According to Wikipedia, perhaps Botvinnik’s biggest contribution was figuring out the right way to train people to get better at chess:
“Botvinnik’s example and teaching established the modern approach to preparing for competitive chess: regular but moderate physical exercise; analysing very thoroughly a relatively narrow repertoire of openings; annotating one’s own games, those of past great players and those of competitors; publishing one’s annotations so that others can point out any errors; studying strong opponents to discover their strengths and weaknesses; ruthless objectivity about one’s own strengths and weaknesses.”

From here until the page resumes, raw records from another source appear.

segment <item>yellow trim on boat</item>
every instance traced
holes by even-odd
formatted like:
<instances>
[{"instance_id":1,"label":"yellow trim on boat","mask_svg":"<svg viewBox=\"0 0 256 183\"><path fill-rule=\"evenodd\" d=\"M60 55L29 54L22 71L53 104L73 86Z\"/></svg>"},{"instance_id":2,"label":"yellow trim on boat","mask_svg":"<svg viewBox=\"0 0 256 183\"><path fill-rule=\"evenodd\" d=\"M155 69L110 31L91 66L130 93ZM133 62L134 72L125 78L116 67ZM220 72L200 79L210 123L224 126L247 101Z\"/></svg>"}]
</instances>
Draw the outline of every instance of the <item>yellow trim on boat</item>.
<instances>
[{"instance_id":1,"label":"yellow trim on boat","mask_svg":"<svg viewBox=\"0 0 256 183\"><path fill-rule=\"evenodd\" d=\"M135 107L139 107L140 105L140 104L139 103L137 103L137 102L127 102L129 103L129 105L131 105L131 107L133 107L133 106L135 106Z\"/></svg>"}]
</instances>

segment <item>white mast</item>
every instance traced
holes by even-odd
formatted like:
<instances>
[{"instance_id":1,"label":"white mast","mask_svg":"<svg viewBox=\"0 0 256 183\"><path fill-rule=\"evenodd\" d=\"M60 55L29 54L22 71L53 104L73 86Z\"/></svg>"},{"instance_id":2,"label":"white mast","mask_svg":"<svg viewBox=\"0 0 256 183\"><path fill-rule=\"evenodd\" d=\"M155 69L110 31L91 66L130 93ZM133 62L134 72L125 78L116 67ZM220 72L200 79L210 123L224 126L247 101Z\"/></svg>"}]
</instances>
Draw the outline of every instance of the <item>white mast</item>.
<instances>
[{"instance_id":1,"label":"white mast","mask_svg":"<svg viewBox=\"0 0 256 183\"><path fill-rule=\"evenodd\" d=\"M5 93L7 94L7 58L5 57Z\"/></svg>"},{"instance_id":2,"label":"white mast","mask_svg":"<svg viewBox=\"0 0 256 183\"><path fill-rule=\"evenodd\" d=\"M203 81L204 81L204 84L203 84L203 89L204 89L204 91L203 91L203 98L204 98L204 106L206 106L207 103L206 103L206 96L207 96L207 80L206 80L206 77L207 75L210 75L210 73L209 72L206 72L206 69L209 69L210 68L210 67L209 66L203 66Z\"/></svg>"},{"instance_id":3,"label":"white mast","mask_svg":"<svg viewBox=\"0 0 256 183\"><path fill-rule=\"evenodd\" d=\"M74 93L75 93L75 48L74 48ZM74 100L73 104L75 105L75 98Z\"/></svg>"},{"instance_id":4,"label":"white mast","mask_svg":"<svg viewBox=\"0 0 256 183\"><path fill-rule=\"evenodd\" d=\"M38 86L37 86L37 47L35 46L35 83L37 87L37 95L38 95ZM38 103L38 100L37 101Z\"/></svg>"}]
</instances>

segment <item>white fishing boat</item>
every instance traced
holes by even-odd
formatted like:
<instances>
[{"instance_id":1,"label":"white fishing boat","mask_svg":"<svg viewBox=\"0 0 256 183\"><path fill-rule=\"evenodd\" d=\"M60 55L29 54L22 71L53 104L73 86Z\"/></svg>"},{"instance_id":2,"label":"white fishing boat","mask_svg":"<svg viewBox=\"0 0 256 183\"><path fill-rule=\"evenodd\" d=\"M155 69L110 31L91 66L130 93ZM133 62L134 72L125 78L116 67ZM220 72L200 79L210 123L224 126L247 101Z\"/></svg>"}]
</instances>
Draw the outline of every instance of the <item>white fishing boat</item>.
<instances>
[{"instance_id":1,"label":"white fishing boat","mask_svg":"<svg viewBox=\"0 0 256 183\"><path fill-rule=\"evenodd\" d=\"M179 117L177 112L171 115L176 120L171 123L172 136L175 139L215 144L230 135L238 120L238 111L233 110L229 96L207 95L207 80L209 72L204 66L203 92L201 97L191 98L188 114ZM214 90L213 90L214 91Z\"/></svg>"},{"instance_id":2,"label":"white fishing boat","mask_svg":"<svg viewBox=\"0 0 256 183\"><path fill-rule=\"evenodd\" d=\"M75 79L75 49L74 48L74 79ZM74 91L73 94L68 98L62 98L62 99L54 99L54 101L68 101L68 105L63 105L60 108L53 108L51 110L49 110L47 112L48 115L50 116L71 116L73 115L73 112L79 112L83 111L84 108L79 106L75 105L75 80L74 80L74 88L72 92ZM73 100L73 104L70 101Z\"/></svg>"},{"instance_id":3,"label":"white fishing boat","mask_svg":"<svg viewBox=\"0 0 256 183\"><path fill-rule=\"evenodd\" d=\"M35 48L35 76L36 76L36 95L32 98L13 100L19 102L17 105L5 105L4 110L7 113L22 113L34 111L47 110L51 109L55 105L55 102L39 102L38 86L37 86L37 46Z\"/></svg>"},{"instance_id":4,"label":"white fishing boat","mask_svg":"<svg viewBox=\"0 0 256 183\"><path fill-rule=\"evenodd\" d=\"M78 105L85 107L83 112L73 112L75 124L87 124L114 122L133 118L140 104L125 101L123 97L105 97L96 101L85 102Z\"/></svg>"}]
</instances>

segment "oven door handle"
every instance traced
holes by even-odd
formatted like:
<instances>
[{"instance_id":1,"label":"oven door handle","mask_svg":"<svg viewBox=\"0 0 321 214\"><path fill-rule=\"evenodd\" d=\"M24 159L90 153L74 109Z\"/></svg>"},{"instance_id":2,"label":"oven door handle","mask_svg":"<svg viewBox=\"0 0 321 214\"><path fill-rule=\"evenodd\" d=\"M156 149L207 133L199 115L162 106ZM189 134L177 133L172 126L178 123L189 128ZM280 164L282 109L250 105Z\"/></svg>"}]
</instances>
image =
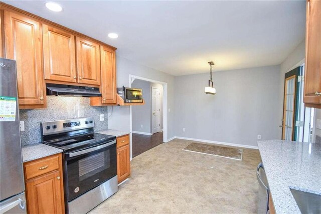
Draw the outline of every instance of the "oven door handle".
<instances>
[{"instance_id":1,"label":"oven door handle","mask_svg":"<svg viewBox=\"0 0 321 214\"><path fill-rule=\"evenodd\" d=\"M113 141L111 142L107 143L105 144L101 145L99 146L96 146L95 147L91 147L89 149L84 149L83 150L79 151L78 152L72 152L70 153L68 153L67 154L69 155L69 157L77 156L80 155L83 155L84 154L89 153L89 152L93 152L94 151L98 150L100 149L102 149L103 148L107 147L107 146L111 146L113 144L116 143L116 140Z\"/></svg>"}]
</instances>

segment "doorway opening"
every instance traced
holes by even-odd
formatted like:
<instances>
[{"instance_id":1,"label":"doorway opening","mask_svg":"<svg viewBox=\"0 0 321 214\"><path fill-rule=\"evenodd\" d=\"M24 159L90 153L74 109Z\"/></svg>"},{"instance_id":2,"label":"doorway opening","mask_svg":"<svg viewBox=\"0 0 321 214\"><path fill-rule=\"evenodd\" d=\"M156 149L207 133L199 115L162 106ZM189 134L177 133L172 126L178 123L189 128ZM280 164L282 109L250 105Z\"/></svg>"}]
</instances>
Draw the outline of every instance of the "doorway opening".
<instances>
[{"instance_id":1,"label":"doorway opening","mask_svg":"<svg viewBox=\"0 0 321 214\"><path fill-rule=\"evenodd\" d=\"M306 107L304 96L304 64L286 73L285 76L282 139L315 142L315 110Z\"/></svg>"},{"instance_id":2,"label":"doorway opening","mask_svg":"<svg viewBox=\"0 0 321 214\"><path fill-rule=\"evenodd\" d=\"M167 138L167 84L130 76L131 88L142 89L144 105L131 106L131 159L157 146Z\"/></svg>"}]
</instances>

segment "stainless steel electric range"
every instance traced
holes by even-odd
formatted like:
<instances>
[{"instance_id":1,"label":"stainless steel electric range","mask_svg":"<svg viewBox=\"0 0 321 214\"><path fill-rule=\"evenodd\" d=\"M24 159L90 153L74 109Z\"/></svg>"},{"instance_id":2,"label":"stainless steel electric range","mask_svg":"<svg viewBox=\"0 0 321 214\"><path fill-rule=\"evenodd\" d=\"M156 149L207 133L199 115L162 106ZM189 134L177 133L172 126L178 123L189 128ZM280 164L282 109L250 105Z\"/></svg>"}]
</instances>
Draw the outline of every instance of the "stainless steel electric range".
<instances>
[{"instance_id":1,"label":"stainless steel electric range","mask_svg":"<svg viewBox=\"0 0 321 214\"><path fill-rule=\"evenodd\" d=\"M42 143L63 149L66 213L86 213L118 191L116 137L92 118L40 123Z\"/></svg>"}]
</instances>

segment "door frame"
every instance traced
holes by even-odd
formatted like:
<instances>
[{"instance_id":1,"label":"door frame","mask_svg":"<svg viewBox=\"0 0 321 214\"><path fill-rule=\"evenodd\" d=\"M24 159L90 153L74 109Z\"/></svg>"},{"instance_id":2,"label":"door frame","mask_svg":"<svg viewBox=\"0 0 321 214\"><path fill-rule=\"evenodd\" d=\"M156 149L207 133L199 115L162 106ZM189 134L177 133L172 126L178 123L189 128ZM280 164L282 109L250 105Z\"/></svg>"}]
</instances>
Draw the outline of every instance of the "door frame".
<instances>
[{"instance_id":1,"label":"door frame","mask_svg":"<svg viewBox=\"0 0 321 214\"><path fill-rule=\"evenodd\" d=\"M283 136L285 137L285 105L286 103L286 95L285 94L285 89L287 86L286 81L292 79L294 76L294 100L293 101L293 122L292 125L292 140L294 141L293 139L295 136L295 130L296 130L296 126L295 126L295 121L297 120L297 100L298 96L299 94L298 94L297 91L298 90L298 76L301 74L301 66L298 66L292 70L287 72L285 74L284 78L284 88L283 90L283 113L282 113L282 136L281 139L284 140ZM294 117L295 116L295 117Z\"/></svg>"},{"instance_id":2,"label":"door frame","mask_svg":"<svg viewBox=\"0 0 321 214\"><path fill-rule=\"evenodd\" d=\"M135 76L129 74L129 87L131 87L131 84L135 79L140 79L141 80L147 81L148 82L152 82L153 83L160 84L163 86L163 142L168 142L169 139L167 138L167 83L161 82L158 80L155 80L152 79L148 79L140 76ZM129 138L129 147L130 150L130 160L132 160L132 106L130 106L130 133L129 134L130 137Z\"/></svg>"},{"instance_id":3,"label":"door frame","mask_svg":"<svg viewBox=\"0 0 321 214\"><path fill-rule=\"evenodd\" d=\"M160 88L158 88L157 87L154 87L154 86L151 87L151 133L152 134L156 133L156 132L154 132L154 129L153 129L153 124L154 124L154 121L154 121L154 119L153 119L153 117L152 116L152 110L153 109L153 89L154 88L155 88L156 89L159 90L159 92L160 92L160 90L161 90ZM161 99L161 97L160 97L160 96L159 96L159 99L160 99L160 110L159 114L160 115L160 120L162 120L162 114L161 114L161 113L162 113L162 109L163 106L162 106L162 99ZM161 122L160 124L162 124L162 122ZM159 132L162 132L162 126L161 125L159 125Z\"/></svg>"}]
</instances>

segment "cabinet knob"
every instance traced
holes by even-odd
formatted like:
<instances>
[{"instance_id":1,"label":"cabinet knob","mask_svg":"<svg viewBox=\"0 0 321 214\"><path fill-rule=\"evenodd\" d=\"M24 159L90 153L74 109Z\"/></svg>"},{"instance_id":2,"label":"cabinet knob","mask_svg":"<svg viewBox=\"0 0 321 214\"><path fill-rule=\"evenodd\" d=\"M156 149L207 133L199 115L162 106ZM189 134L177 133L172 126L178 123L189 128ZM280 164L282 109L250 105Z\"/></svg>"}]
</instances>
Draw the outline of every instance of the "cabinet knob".
<instances>
[{"instance_id":1,"label":"cabinet knob","mask_svg":"<svg viewBox=\"0 0 321 214\"><path fill-rule=\"evenodd\" d=\"M40 170L42 170L43 169L47 169L47 168L48 168L48 165L46 165L46 166L43 166L42 167L39 167L39 168L38 168L38 169L39 169Z\"/></svg>"}]
</instances>

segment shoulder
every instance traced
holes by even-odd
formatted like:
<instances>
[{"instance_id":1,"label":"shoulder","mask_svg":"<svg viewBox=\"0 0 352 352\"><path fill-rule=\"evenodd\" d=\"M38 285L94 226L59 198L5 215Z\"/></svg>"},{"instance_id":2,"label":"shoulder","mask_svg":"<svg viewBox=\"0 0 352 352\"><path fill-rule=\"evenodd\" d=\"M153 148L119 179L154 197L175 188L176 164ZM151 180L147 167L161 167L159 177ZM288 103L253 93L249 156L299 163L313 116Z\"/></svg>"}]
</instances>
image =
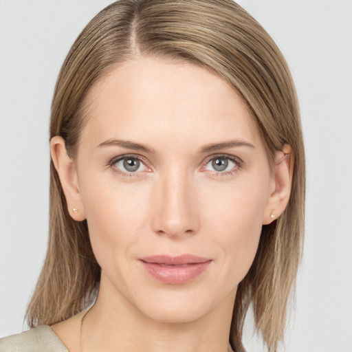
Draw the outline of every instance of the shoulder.
<instances>
[{"instance_id":1,"label":"shoulder","mask_svg":"<svg viewBox=\"0 0 352 352\"><path fill-rule=\"evenodd\" d=\"M68 352L48 325L0 339L0 352Z\"/></svg>"}]
</instances>

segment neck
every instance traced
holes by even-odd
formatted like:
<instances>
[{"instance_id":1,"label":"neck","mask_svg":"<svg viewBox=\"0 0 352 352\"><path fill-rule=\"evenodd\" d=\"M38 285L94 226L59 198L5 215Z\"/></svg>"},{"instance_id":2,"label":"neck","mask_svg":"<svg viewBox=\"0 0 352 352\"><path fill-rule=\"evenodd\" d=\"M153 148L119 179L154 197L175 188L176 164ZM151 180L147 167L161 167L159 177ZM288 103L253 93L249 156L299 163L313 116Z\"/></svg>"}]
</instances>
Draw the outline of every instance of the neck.
<instances>
[{"instance_id":1,"label":"neck","mask_svg":"<svg viewBox=\"0 0 352 352\"><path fill-rule=\"evenodd\" d=\"M231 293L206 316L192 321L157 321L123 296L113 300L100 286L96 304L82 320L81 350L135 352L228 352L234 295Z\"/></svg>"}]
</instances>

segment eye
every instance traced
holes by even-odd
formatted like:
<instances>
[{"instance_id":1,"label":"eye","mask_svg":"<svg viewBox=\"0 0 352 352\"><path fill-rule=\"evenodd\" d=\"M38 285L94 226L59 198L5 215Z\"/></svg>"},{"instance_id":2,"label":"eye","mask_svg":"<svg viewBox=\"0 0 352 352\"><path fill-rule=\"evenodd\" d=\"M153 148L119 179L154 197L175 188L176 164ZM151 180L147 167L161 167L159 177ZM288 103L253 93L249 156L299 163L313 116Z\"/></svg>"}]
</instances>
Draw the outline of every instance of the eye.
<instances>
[{"instance_id":1,"label":"eye","mask_svg":"<svg viewBox=\"0 0 352 352\"><path fill-rule=\"evenodd\" d=\"M148 168L140 157L135 156L121 156L109 162L109 165L118 173L131 174L145 171Z\"/></svg>"},{"instance_id":2,"label":"eye","mask_svg":"<svg viewBox=\"0 0 352 352\"><path fill-rule=\"evenodd\" d=\"M204 170L214 171L214 173L227 175L237 170L241 166L241 162L235 157L227 155L217 155L210 159L204 166Z\"/></svg>"}]
</instances>

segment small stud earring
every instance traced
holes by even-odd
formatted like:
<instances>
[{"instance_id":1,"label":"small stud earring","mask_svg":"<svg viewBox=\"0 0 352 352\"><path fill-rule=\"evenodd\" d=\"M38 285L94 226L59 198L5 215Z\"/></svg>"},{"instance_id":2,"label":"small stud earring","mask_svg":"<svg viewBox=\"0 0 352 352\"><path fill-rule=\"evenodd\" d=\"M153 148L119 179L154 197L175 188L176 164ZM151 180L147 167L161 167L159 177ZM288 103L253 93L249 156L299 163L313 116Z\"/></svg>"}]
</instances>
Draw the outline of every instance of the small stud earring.
<instances>
[{"instance_id":1,"label":"small stud earring","mask_svg":"<svg viewBox=\"0 0 352 352\"><path fill-rule=\"evenodd\" d=\"M276 165L278 165L285 157L288 157L289 155L284 153L283 157L280 159L280 160L276 163Z\"/></svg>"}]
</instances>

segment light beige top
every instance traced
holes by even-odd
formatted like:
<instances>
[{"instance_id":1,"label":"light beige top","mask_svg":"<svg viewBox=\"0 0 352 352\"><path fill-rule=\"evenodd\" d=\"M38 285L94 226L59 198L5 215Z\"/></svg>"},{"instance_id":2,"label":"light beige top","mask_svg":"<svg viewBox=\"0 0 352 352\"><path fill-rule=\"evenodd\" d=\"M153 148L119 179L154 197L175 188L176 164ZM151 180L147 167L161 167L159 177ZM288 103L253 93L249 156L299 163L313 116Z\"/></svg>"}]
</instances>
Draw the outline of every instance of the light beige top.
<instances>
[{"instance_id":1,"label":"light beige top","mask_svg":"<svg viewBox=\"0 0 352 352\"><path fill-rule=\"evenodd\" d=\"M0 338L0 352L69 352L49 325Z\"/></svg>"}]
</instances>

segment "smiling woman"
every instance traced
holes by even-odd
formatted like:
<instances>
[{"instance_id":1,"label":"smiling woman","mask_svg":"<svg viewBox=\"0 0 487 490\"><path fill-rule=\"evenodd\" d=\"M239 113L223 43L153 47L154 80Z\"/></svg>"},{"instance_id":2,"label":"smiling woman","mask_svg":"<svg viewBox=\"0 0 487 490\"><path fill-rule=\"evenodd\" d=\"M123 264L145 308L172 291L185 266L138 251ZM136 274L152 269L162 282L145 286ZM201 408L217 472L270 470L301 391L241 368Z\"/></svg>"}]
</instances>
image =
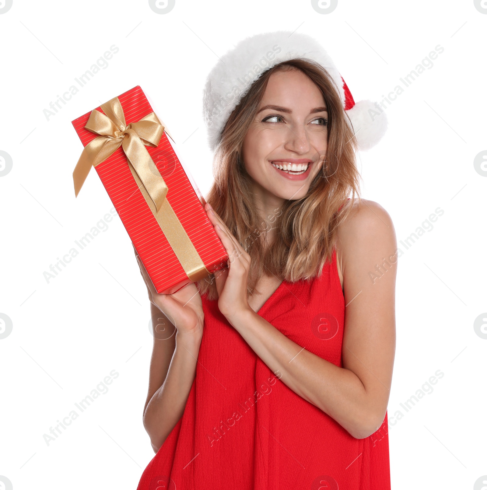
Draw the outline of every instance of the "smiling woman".
<instances>
[{"instance_id":1,"label":"smiling woman","mask_svg":"<svg viewBox=\"0 0 487 490\"><path fill-rule=\"evenodd\" d=\"M164 295L139 262L154 327L176 333L154 336L157 454L138 490L390 488L396 264L375 285L367 273L397 248L386 211L356 199L356 150L385 116L367 120L322 48L290 34L242 41L206 85L205 209L228 267ZM272 66L222 103L269 46Z\"/></svg>"}]
</instances>

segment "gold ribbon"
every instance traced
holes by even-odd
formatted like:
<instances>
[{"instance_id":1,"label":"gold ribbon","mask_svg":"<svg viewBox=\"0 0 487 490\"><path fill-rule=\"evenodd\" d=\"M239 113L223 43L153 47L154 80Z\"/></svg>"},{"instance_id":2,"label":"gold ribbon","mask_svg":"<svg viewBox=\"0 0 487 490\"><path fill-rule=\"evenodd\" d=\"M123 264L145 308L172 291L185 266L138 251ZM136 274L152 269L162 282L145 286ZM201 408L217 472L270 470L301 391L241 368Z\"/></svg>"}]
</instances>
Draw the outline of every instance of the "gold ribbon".
<instances>
[{"instance_id":1,"label":"gold ribbon","mask_svg":"<svg viewBox=\"0 0 487 490\"><path fill-rule=\"evenodd\" d=\"M206 277L210 273L166 198L168 186L146 148L159 145L164 126L153 112L126 124L118 97L100 107L105 114L94 109L85 126L100 136L85 147L76 164L73 172L75 196L92 167L104 162L122 145L135 182L184 271L193 282Z\"/></svg>"}]
</instances>

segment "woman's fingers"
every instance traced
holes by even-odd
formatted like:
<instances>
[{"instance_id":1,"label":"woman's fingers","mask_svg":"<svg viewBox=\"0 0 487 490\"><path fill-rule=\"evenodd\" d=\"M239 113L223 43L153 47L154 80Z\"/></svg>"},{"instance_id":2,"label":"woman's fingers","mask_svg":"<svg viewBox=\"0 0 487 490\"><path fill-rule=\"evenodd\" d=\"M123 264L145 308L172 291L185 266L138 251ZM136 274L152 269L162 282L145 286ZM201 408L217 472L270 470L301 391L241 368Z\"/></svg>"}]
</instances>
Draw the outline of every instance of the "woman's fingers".
<instances>
[{"instance_id":1,"label":"woman's fingers","mask_svg":"<svg viewBox=\"0 0 487 490\"><path fill-rule=\"evenodd\" d=\"M222 233L224 234L225 235L226 235L228 238L229 240L230 240L232 242L232 244L233 245L232 247L233 256L234 257L240 257L242 254L245 253L246 252L245 250L242 247L240 244L239 243L237 239L235 238L235 237L230 232L230 230L228 229L228 227L225 224L221 218L220 218L215 210L212 208L210 204L207 204L207 207L208 208L207 211L209 213L208 218L209 218L210 220L212 222L212 224L215 226L219 226ZM228 251L228 249L227 250L227 251Z\"/></svg>"}]
</instances>

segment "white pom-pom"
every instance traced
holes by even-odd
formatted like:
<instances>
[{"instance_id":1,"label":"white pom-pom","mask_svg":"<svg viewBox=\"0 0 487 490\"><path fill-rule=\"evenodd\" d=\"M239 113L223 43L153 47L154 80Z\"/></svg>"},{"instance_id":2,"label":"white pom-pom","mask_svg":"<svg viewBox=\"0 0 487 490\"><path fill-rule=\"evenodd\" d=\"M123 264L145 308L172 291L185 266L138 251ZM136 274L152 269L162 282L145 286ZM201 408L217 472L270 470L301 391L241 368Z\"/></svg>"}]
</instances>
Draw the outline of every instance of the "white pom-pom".
<instances>
[{"instance_id":1,"label":"white pom-pom","mask_svg":"<svg viewBox=\"0 0 487 490\"><path fill-rule=\"evenodd\" d=\"M375 147L387 130L384 109L371 100L359 100L346 113L352 122L359 150L366 151Z\"/></svg>"}]
</instances>

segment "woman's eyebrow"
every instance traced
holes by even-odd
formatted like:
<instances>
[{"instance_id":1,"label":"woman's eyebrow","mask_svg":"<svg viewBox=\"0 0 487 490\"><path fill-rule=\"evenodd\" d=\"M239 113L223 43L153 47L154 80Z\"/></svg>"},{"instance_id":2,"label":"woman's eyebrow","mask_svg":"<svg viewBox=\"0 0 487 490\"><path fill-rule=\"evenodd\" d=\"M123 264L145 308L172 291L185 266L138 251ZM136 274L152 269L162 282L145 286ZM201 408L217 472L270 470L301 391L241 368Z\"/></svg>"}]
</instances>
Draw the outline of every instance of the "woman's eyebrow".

This quote came to my attention when a reader pointed me toward a tweet about Botvinnik from Washington Post reporter Harry Stevens, who added the following commentary: “seems like a generally smart way to get good at just about anything.”
I agree. More to the point, this got me wondering how many modern endeavors, especially within the rapidly developing knowledge sector, are still waiting for their own Botvinnik to help figure out how to get serious about getting better.
10 thoughts on “Mikhail Botvinnik and the Invention of Modern Chess Training”
Cal, what do you think about David Epstein’s book “Range”? He says that golf and chess are part of a “kind learning environment” where patterns repeat over and over, and feedback is extremely accurate and usually very rapid. On the other hand, he argues that most activities that interest humans are part of a “wicked learning environment” where there are ill-defined challenges and few rigid rules and because of that you can’t apply the same approach.
Andres, read Anders Ericsson’s book Peak. He talks about how businesses can utilize puroseful practice to achieve some of the same learning goals of the deliberate practice techniques chess players use.
Also, i would like to add that “So Good They Can’t Ignore You” and “Range” agree when it comes to passion and work. I loved the quote from Herminia Ibarra that Epstein shared: “we learn who we are in practice, not in theory”. When it comes to career capital, in people with range (generalists) the skills that are rare and valuable comes from different pursuits that accumulates and give you a fresh and unique perspective.
Range was my first thought as well. I think deliberate practice clearly has a role even in wicked learning environments, but insights from chess mastery can only take us so far.
Thanks, Mike. I already have the book on Kindle so i will start soon. Considering that this is one of my favourite blogs and the topics are related, i wanted to read here about Epstein’s argument because it seems to contradict, in a very compelling way, some things about “deliberate practice”, specifically when it comes to “wicked learning environments” which he says comprenhends the majority of activities in which humans are interested.
I don’t live with anyone who plays chess or who may not even have an interest. How do you feel about playing chess using a gaming app? I found one that’s pretty interesting.
Josh Waitzkin’s book “The Art of Learning” is good too.
Seems like everything is concentrated to an very hard feedback loop. As if you do everything in your power to get feedback from everyone who can provide it. You need a strong moral courage for that.
My Chess skills are in a very beginner mode, so i can not appraise it, but i think i can adopt it to a lot of skills.
I believe “ruthless objectivity about one’s own strengths and weaknesses” is probably the most challenging here. Truly ruthless objectivity about one’s own strengths and weaknesses is not an easy path. Not at all. Especially if sought alone (hence why coaches, teachers are probably so effective).
It seems every time I make progress in anything my ego starts to build up around my newly learned skills. But to improve and get better, one has to be willing at every turn to abandon all progress they’ve made in favor of learning. Almost like a kid experimenting, “hey, what if I tried this move on this open even though it’s not called for?”
It’s like an infinite loop of try the rule, learn the rule, break the rule.